The Movement for Tawhid and Jihad in West Africa (MUJAO, in French) is an AQIM splinter group that publicly appeared in December 2011, when they claimed the kidnapping of three European aid workers in Tindouf, Algeria. Led by the Mauritanian Hamada Ould Kheiru*, an explosives expert, preacher, and longtime GSPC/AQIM member close to Belmokhtar, the group’s stated reason for leaving AQIM was the latter’s purported lack of devotion to jihad and failure to promote non-Algerians to leadership positions.
Ostensibly dedicated to propagating jihad in West Africa, the group’s leadership was originally believed to be largely composed of Mauritanians and Arabs from the Gao region, though recent announcements indicate that the leadership has diversified to include a Saudi, an Egyptian, and a Tunisian, as well as other “foreign fighters”. The group has also reportedly recruited from local populations and some sub-Saharan Africans.
MUJAO, which controls the Malian city of Gao, benefits from a close relationship with Mokhtar Belmokhtar, whose forces fought with and may have led MUJAO’s successful military attacks against the Tuareg nationalist group the MNLA in Gao in June, and in Ménaka in November. MUJAO and Belmokhtar’s Katibat al-Mulathimeen (Battalion of the Veiled Men) seized the infamous smuggling town of In Khalil (sometimes written as al-Khalil) in late December, and are reportedly involved in the current Islamist offensive in central Mali.
One of the MUJAO’s key military leaders, spokesmen, and favorite quote machine for Western journalists, Omar Ould Hamaha, was a commander under Belmokhtar and was identified for a time as the military commander of Ansar al-Din. Hamaha is also, according to some reports, Belmokhtar’s father-in-law.

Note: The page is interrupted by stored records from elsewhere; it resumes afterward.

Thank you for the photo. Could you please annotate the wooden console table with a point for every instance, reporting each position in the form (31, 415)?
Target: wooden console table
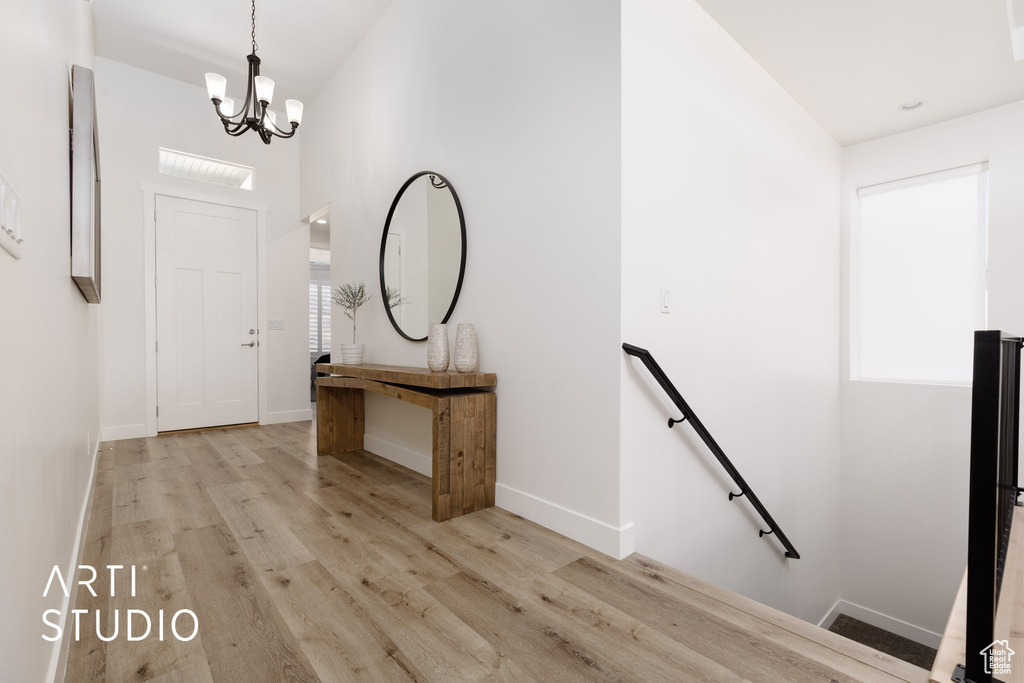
(465, 411)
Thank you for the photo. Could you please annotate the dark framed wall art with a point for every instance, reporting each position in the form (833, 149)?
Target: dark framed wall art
(84, 185)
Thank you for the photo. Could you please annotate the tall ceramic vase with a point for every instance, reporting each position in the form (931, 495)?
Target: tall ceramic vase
(437, 350)
(465, 347)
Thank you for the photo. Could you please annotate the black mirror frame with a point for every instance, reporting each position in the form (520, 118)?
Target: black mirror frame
(462, 264)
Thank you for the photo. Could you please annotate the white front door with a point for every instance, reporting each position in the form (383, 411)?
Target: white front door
(207, 371)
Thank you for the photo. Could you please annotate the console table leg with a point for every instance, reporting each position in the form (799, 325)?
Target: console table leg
(465, 442)
(339, 420)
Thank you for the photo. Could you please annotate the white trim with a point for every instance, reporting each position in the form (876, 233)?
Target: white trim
(58, 660)
(615, 541)
(890, 624)
(122, 432)
(289, 416)
(411, 459)
(150, 191)
(924, 178)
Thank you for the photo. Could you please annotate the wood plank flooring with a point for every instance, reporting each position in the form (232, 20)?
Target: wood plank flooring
(306, 568)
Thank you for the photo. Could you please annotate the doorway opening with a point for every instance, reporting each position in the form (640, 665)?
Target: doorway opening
(320, 294)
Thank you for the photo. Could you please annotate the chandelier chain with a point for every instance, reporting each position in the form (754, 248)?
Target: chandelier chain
(254, 28)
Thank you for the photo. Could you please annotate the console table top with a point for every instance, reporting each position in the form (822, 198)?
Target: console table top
(419, 377)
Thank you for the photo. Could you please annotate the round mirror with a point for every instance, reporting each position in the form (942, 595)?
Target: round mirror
(423, 255)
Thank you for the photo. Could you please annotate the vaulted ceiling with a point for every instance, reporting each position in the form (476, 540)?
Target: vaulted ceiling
(851, 63)
(301, 42)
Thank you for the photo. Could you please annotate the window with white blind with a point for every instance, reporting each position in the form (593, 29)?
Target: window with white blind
(320, 309)
(918, 288)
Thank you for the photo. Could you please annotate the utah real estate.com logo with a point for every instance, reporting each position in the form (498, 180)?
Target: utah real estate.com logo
(137, 623)
(997, 656)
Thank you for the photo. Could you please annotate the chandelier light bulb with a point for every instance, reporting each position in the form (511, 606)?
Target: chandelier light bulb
(294, 109)
(216, 85)
(264, 89)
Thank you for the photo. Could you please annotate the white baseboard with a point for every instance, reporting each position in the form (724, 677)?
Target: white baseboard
(914, 633)
(58, 660)
(289, 416)
(411, 459)
(123, 432)
(617, 542)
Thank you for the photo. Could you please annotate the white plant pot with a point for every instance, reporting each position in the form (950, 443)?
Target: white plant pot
(437, 348)
(351, 354)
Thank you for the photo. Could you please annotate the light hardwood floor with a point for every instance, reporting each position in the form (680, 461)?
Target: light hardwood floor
(306, 568)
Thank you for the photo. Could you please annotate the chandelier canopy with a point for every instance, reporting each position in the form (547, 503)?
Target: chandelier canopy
(254, 114)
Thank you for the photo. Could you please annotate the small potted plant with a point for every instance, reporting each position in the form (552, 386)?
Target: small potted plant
(350, 297)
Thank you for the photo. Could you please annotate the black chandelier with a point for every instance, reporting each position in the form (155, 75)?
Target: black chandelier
(254, 114)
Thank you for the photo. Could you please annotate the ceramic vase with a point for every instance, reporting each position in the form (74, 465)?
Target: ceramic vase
(437, 349)
(465, 347)
(351, 354)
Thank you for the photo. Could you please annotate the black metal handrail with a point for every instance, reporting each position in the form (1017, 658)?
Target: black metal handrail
(992, 491)
(688, 415)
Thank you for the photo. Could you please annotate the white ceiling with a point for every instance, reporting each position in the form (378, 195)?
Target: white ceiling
(301, 42)
(850, 63)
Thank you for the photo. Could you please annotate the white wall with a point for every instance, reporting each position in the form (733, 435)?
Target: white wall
(139, 112)
(49, 424)
(730, 199)
(518, 105)
(906, 446)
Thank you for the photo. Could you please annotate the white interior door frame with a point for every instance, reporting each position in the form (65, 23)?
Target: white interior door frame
(150, 193)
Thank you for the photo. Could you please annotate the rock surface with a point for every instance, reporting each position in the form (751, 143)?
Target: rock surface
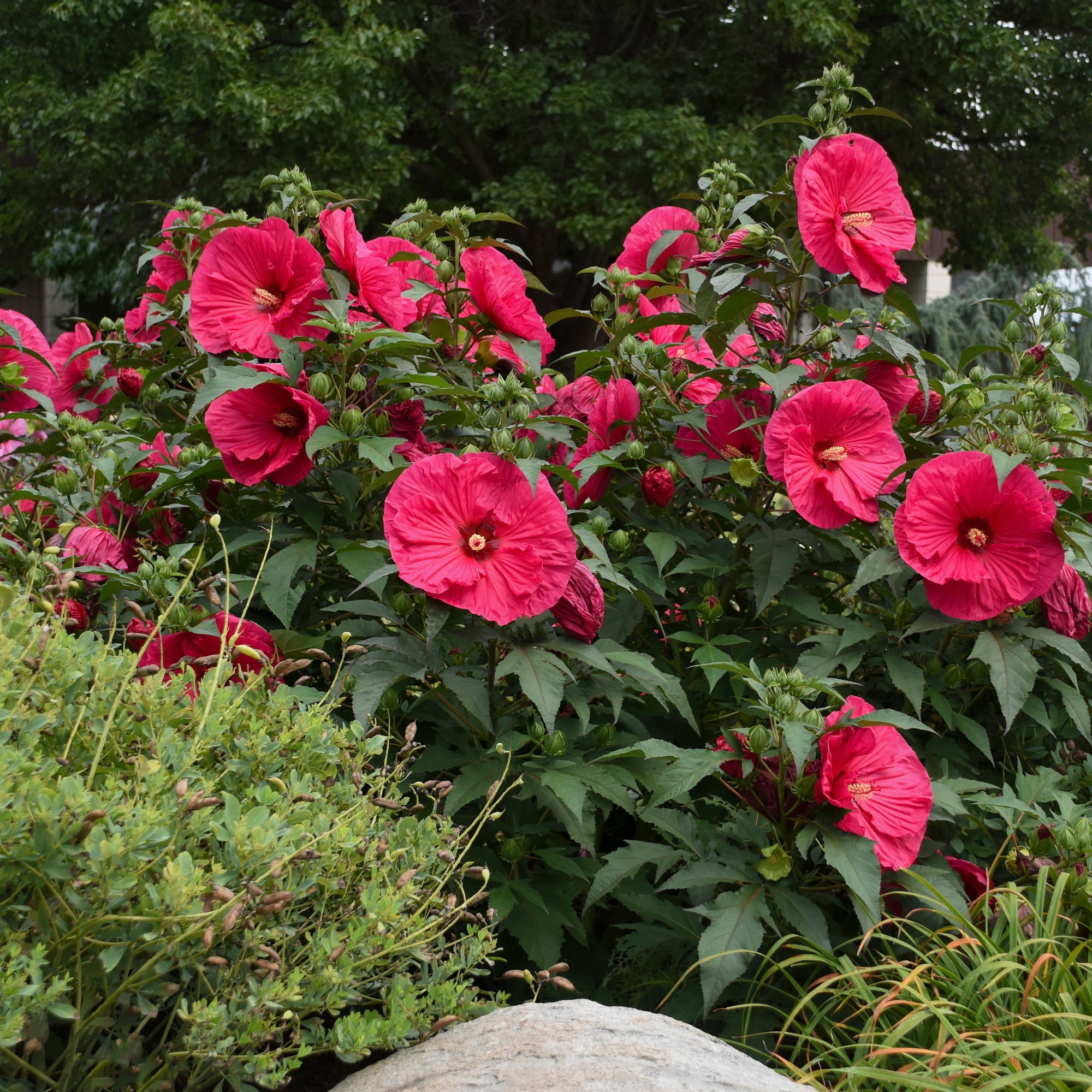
(568, 1046)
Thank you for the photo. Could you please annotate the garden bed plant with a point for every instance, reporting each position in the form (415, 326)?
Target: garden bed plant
(770, 613)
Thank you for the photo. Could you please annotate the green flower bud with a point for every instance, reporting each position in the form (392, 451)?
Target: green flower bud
(319, 387)
(758, 740)
(954, 675)
(556, 745)
(744, 472)
(352, 421)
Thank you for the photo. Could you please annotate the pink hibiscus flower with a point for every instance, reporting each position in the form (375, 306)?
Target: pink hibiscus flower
(1066, 604)
(168, 650)
(834, 447)
(254, 282)
(981, 550)
(94, 545)
(37, 375)
(728, 434)
(853, 215)
(470, 532)
(581, 608)
(608, 424)
(501, 292)
(73, 367)
(263, 433)
(649, 231)
(875, 774)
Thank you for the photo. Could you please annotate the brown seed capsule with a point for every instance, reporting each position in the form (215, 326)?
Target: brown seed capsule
(406, 879)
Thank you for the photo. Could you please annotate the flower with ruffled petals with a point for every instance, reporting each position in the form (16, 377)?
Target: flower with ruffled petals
(982, 550)
(255, 282)
(608, 424)
(727, 434)
(470, 532)
(37, 375)
(581, 608)
(853, 215)
(976, 879)
(72, 357)
(263, 433)
(834, 447)
(100, 547)
(167, 650)
(649, 231)
(872, 771)
(1066, 604)
(500, 290)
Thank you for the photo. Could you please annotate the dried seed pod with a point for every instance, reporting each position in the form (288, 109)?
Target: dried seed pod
(406, 879)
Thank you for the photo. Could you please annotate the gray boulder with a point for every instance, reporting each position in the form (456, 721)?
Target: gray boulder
(565, 1046)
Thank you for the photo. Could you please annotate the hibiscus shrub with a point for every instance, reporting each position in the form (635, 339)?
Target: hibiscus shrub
(773, 608)
(201, 896)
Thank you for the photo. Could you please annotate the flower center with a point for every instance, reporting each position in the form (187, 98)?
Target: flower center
(481, 541)
(267, 301)
(977, 536)
(830, 456)
(288, 421)
(851, 220)
(860, 789)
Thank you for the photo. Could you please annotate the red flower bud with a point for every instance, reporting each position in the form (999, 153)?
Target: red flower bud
(74, 613)
(130, 382)
(580, 610)
(1067, 606)
(658, 486)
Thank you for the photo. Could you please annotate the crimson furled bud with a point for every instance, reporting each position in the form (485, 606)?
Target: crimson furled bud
(1067, 607)
(130, 382)
(658, 486)
(74, 615)
(925, 414)
(580, 610)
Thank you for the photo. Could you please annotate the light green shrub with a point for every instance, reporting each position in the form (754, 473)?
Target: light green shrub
(200, 895)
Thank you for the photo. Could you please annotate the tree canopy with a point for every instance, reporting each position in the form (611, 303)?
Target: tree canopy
(573, 115)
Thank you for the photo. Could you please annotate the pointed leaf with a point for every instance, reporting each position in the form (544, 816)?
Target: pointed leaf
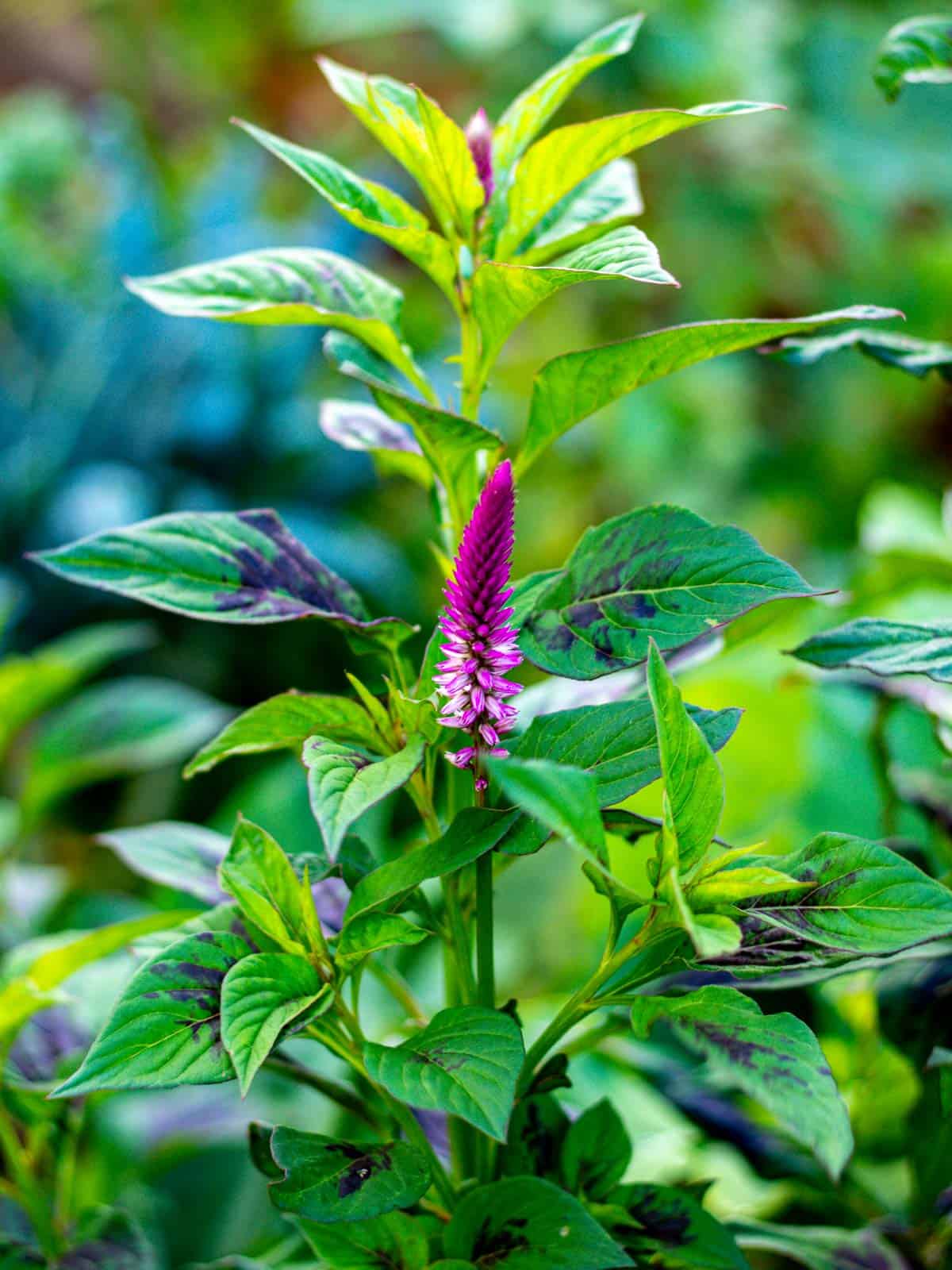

While rumors abound that MUJAO receives support from local businessmen and known traffickers, in addition to foreign governments, MUJAO has also made an extensive effort to portray itself as a “true” jihadist organization by instituting hudud punishments in and around Gao, conducting attacks against foreign targets, and adopting a media strategy that includes a web forum, a Facebook page, a Twitter account, and battalion names recalling past Muslim leaders, famous jihadist figures, and also a local Muslim organization.
Despite its stated focus on West Africa, MUJAO has conducted 4 operations (including two suicide bombings) in Algeria or against Algerian targets, in addition to the kidnapping of 7 Algerian diplomats from the Algerian consulate in the northern Malian city of Gao. MUJAO currently holds 3 of the 7–after releasing three and killing one–and one French-Portuguese hostage kidnapped in November.
* While some sources indicate that Kheiru founded MUJAO in cooperation with other “dissident” AQIM members, this explanation is not universal. For instance, Mauritanian journalist Mohamed Mahmoud Abu al-Ma’ali, who published a lengthy analysis in May of the various jihadist groups occupying northern Mali, says that the group was founded by the businessman, smuggler, and AQIM member Sultan Ould Bady, with Kheiru subsequently joining the group. Regardless, both were represented as key leaders of the group until recently, when Ould Bady purportedly left MUJAO to join Ansar al-Din. In December the United States Department of State referred to Kheiru (written as Khairy) as a “founding leader” of MUJAO alongside Ahmed el-Tilemsi, when the State Department designated MUJAO a terrorist organization and applied sanctions to Kheiru and Tilemsi (but no other MUJAO leaders).